Besides the 150 snow lanterns, countless numbers of snow sculptures and holes in the snow hold decorations, all made carefully by the entire city of Hirosaki. Each school has its own snow sculptures and lanterns, as well as various community groups and businesses that all come together to create this splendid event. I ran into a whole line of hand designed lanterns made by the students of an elementary school I’ve taught at, as well as run into some friends I hadn’t see in months. It’s nice to know that a festival like this brings people and the community together.

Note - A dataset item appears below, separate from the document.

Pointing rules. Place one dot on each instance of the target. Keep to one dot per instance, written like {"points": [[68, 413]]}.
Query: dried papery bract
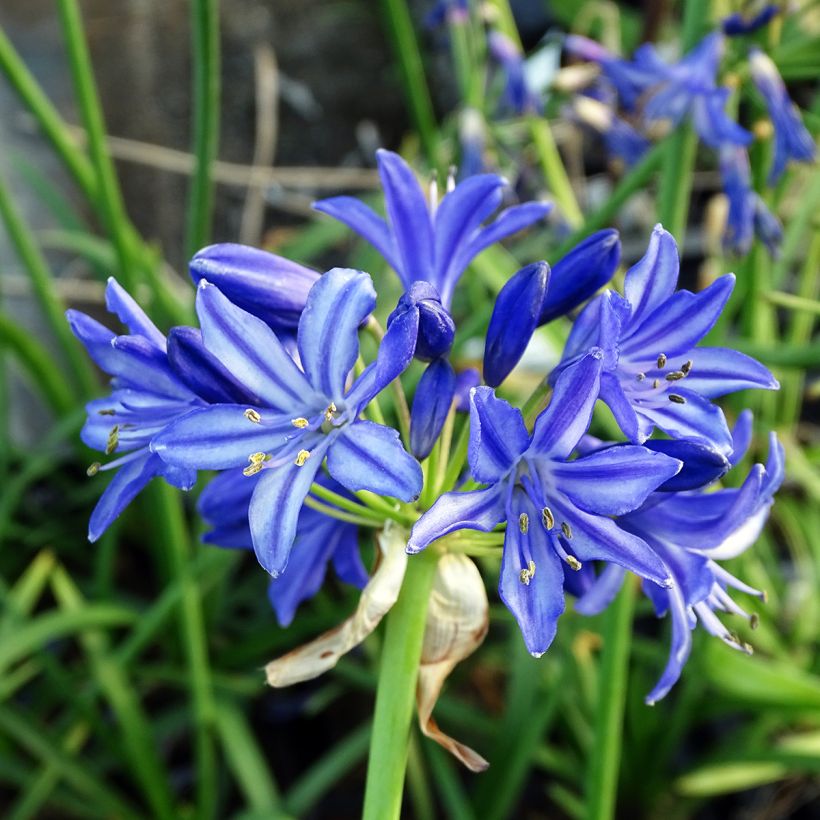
{"points": [[457, 620], [382, 591]]}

In one part of the park by a shrine there is a wide open space filled with vendors of hot foods and Japanese confections. Every year this area is home to the stage area with live performances of various sorts, including the local musical tradition of Tsugaru Jamisen (or Shamisen). A three-stringed instrument similar to a banjo famous from the area. You can also find several impressively built sledding slopes for kids, and tall snow sculptures all made by various groups in Hirosaki. They also have a great building sculpture each year of a landmark building in Hirosaki. This year it was the old Aomori Bank, towering at 9 meters high!
And of course… what festival wouldn’t be complete with souvenirs? There were many different vendors selling the great delicacies of Aomori, including my favorite, Kenoshiru. Unfortunately though the hearty and warm Kenoshiru was so popular that it sold out by 4pm so I didn’t get to have any. I guess you need to get there extra early! Anyway, they also had apple art! These apples are mostly given as a gift since they are so precious to eat. Various designs, including Chinese characters for words like “dream”, “congratulations”, “hope”, “thank you”, and pictures of lucky cats and even Valentine’s designs. A decal is applied to the apple preventing it from turning red in the late summer sun to create these wonderful works of art. But they can be a pit pricey, some of these sell for just under 2000 yen, about $20 US per apple! Quite the gift!
Like I said, it was my first time to see the Hirosaki Snow Lantern Festival, and I had such a good time I wish I had made the trip earlier. I highly recommend coming here with that someone special, and warming up your heart with the soft snow light during this, one of the coldest months in Aomori.